By the time I got out of the theater, virtually everything was closed except for one Chinese restaurant. So, I slapped down a little cash for some carryout, and headed home to watch "Ugly Betty" and eat my lo mein in blissful silence. I think that Angry Doc got enough breasts and thighs for today before I got back to my place. And for that, I am truly thankful this evening.

Dear god, what happens if the people upstairs want leftovers tomorrow? They do say that those Thankgiving goodies are always better the second day.

Think I'll hit the coffee shop tomorrow a.m. and never look back...

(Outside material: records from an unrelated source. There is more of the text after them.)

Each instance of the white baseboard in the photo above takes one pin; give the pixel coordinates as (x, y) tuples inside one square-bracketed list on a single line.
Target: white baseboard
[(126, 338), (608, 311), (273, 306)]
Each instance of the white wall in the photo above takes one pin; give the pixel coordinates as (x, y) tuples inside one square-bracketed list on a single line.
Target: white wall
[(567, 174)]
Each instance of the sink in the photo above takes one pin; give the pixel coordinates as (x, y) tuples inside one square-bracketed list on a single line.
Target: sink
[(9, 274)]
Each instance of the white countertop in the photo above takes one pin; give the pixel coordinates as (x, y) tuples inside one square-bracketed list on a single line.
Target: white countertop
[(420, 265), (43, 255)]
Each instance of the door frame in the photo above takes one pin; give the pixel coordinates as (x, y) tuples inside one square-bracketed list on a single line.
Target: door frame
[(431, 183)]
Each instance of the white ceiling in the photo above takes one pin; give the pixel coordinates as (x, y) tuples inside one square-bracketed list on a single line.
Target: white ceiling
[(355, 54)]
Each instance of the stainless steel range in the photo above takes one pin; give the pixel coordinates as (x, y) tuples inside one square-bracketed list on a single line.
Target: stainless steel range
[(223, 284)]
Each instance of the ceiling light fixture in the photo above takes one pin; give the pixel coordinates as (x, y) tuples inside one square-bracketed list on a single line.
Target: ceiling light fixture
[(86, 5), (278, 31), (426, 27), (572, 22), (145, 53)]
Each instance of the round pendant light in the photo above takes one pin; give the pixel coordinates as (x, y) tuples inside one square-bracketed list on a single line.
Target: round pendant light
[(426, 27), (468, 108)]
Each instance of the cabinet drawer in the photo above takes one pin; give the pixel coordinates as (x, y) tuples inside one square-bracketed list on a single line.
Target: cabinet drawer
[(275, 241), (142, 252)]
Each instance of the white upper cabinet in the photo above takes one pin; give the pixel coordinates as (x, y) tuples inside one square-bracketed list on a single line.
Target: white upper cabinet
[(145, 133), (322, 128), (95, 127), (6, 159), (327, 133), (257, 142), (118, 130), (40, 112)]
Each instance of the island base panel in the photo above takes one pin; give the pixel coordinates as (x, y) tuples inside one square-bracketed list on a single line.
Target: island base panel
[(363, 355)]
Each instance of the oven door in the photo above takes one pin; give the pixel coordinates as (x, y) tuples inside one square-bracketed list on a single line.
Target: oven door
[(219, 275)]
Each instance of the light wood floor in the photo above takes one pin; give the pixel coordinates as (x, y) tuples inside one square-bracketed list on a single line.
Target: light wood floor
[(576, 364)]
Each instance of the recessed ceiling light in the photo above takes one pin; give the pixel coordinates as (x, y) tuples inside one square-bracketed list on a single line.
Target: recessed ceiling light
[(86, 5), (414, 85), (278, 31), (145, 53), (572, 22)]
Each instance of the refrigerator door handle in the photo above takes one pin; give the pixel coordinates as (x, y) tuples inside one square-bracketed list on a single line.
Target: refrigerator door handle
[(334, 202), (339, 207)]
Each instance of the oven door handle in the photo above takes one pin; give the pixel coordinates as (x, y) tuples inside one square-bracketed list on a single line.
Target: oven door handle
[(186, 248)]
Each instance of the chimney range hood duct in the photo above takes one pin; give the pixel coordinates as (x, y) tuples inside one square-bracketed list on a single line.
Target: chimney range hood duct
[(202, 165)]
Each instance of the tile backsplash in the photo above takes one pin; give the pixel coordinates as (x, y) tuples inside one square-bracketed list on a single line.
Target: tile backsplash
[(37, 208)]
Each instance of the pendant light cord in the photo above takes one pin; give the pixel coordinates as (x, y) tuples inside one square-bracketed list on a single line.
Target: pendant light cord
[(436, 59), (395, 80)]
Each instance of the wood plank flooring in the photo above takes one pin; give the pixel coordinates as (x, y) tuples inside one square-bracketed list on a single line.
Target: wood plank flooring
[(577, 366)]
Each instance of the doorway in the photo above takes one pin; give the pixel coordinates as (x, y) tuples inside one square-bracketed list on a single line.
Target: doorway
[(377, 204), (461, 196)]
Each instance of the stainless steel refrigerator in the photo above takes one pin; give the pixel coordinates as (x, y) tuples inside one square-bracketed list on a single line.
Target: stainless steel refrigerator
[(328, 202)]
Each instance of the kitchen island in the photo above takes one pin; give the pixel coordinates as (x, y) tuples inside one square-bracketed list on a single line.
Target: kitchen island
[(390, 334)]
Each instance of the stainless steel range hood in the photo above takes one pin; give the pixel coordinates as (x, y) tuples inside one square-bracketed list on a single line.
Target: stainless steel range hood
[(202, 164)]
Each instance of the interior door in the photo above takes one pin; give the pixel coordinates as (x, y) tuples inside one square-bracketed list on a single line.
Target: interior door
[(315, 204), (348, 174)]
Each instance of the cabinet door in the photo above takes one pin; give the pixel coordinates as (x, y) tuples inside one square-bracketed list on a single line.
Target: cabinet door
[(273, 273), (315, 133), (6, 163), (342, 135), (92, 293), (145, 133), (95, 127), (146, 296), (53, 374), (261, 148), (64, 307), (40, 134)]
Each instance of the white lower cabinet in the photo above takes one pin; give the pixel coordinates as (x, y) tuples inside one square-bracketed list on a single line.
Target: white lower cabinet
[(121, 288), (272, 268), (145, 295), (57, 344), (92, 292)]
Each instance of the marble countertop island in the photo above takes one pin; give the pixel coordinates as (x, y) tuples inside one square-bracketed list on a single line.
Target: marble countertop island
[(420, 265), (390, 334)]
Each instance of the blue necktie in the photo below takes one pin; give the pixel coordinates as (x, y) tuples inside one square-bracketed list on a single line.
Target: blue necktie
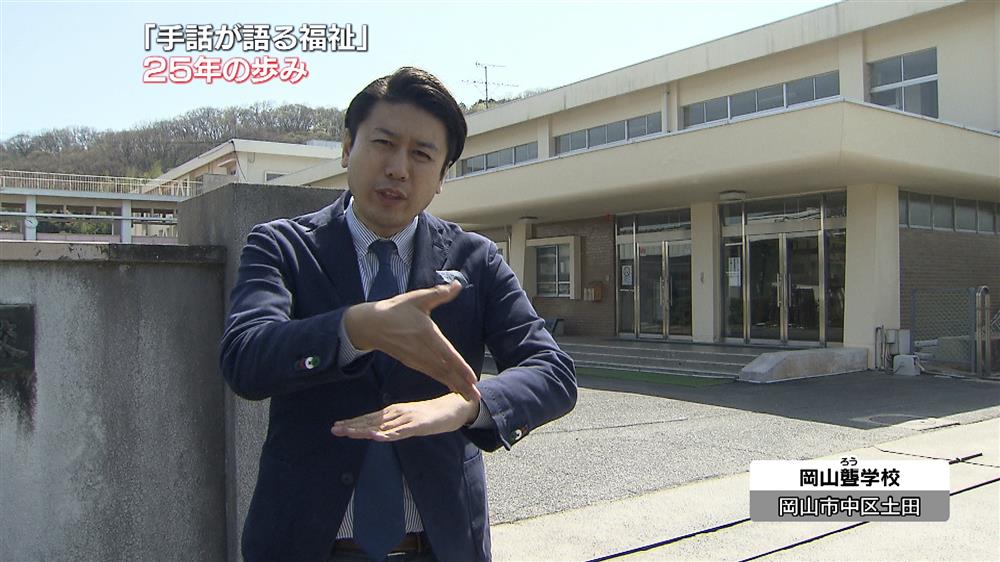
[(378, 495)]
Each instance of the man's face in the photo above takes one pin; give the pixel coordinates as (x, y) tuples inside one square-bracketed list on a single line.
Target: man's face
[(394, 162)]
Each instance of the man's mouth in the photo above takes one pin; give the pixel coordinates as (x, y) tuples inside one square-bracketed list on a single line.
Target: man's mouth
[(390, 194)]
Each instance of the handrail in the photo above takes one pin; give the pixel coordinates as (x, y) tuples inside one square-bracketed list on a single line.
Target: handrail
[(101, 184)]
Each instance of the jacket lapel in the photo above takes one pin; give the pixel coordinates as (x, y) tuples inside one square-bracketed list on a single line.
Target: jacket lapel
[(429, 254), (335, 251)]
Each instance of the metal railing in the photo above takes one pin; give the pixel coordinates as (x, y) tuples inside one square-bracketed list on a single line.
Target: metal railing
[(984, 343), (100, 184), (952, 330)]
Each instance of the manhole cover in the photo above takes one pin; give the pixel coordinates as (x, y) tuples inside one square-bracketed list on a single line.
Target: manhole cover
[(909, 422), (891, 419)]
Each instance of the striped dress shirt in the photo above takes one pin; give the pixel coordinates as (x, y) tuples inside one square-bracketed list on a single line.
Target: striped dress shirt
[(401, 262)]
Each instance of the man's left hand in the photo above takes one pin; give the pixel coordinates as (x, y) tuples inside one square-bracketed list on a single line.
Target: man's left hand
[(410, 419)]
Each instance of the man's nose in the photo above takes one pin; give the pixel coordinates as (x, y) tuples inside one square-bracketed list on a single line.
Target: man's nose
[(397, 165)]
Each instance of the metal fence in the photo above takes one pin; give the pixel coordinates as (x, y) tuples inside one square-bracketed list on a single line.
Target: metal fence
[(951, 330), (100, 184)]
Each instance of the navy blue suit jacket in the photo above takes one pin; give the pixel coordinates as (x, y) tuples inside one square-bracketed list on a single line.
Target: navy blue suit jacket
[(296, 279)]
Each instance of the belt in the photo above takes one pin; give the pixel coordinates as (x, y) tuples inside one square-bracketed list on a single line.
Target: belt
[(412, 543)]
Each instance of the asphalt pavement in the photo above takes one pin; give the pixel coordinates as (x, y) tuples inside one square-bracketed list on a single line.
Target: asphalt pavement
[(642, 470)]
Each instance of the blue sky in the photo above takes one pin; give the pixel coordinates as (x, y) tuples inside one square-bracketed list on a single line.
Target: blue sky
[(80, 63)]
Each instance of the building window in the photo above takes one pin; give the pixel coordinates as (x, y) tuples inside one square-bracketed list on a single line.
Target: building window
[(965, 215), (906, 82), (11, 223), (611, 132), (498, 159), (553, 270), (987, 219), (762, 99), (945, 213)]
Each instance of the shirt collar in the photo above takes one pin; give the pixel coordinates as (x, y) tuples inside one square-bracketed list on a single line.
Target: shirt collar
[(363, 236)]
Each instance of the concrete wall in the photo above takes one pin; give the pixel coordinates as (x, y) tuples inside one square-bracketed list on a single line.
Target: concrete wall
[(935, 259), (775, 69), (120, 455), (872, 284), (223, 218), (597, 254)]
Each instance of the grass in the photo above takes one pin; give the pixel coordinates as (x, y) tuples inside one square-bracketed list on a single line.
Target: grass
[(659, 378)]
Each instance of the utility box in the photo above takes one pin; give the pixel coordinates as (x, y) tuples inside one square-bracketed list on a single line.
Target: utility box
[(905, 365)]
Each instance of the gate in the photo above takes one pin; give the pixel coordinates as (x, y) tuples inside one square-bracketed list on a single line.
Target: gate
[(951, 330)]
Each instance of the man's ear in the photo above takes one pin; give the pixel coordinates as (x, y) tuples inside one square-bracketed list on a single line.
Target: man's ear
[(345, 154)]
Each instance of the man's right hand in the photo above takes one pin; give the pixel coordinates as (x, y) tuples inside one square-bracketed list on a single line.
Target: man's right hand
[(402, 328)]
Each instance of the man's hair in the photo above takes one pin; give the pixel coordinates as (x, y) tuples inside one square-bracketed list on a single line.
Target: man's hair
[(417, 87)]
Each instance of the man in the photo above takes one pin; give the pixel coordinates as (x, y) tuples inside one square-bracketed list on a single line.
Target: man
[(377, 417)]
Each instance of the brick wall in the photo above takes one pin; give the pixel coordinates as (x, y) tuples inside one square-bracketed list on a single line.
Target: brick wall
[(597, 252), (933, 259)]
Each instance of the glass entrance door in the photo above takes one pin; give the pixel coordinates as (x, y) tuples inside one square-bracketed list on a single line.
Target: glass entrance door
[(679, 288), (784, 292), (766, 298), (803, 290), (664, 286), (652, 284)]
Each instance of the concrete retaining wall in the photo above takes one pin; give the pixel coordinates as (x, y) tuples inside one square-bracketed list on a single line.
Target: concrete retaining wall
[(224, 217), (114, 448)]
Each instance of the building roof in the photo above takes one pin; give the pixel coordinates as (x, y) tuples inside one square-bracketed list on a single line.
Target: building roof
[(248, 146), (821, 24)]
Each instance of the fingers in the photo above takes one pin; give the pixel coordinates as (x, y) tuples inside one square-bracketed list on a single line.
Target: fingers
[(433, 297), (400, 421)]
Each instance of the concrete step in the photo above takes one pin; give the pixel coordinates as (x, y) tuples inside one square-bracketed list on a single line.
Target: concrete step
[(711, 353), (647, 362), (668, 355), (686, 372)]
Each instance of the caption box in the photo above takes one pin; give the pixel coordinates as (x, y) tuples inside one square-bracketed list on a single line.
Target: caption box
[(850, 490)]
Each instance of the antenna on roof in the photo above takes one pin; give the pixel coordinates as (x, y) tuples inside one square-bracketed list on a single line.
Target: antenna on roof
[(486, 79)]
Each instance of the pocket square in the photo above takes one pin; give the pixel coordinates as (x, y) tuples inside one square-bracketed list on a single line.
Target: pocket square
[(449, 275)]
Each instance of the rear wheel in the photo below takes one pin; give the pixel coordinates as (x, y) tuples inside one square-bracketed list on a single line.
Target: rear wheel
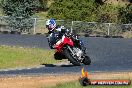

*For my friends outside of the United States, Reddi-wip is a spray whipped cream generally only seen on Thanksgiving, Christmas, and Girls Gone Wild videos...

9 comments:

E :) said...

LOL! Loved the picture of the tanned turkey. Fit your story perfectly.

And let's just hope the upstairs neighbours don't go back for seconds.

Janet M. Kincaid said...

Well... it sounds like you had a really special Thanksgiving! (Note tongue in cheek wittiness.) I loved the part about the horrified parents of your neighbors! Those poor, poor people. L'edMAO reading this and had to read it to my siblings, who also cracked up.

Here's hoping there are no seconds...

Janet M. Kincaid said...

Well... it sounds like you had a really special Thanksgiving! (Note tongue in cheek wittiness.) I loved the part about the horrified parents of your neighbors! Those poor, poor people. L'edMAO reading this and had to read it to my siblings, who also cracked up.

Here's hoping there are no seconds...

Cyn said...

Is there really a market for the sexy pilgrim costume? Is there a whole Mayflower fetish thing I've somehow never heard of? Nurse, maid, cheerleader -- those I understand.

I mean, even a costume that featured turkey pasties couldn't make that cap sexy.

Anonymous said...

Your upstairs neighbors are the reason I've never had upstairs neighbors...too much chance of noise pollution. Very funny imagery, though. I'd hate to see what their version of a "Redi-Whip" looks like...

Pirate Twin said...

I started snickering when you brought up Chinese takeout. I was just sure you were going to say that you sang "fa ra ra ra ra," all the way home.

Bumpises !! See, your upstairs neighbors are your Bumpises. Just be glad they don't have six smelly hound dogs.

BTW -- I'm sure you were in line at 3 a.m. to buy bargains at CompUSA or wherever. Right? Try not to put any caps in any asses over the PS3, ok? :)

spocko said...

You really need to tape them and put their sounds up on itunes. 99c times several million people!

Or maybe just for us here for giggles.

Sudiegirl said...

Oh my...nothing says "happy holidays" like paper-thin ceilings and rabid sex from the upstairs neighbors, eh?

If I'd known you wuz a-gonna be all by your lonesome, I'd have brought you along with us!

:-(

Maybe for X-mas, no?

Claire said...

I see what you're saying about Stranger than Fiction, but I enjoyed it all the same. I really like picturing Linda Hunt coming in for a day of work, spending it saying "That's schizophrenia" with all the subtle variations one can give that matter-of-fact statement. Good times.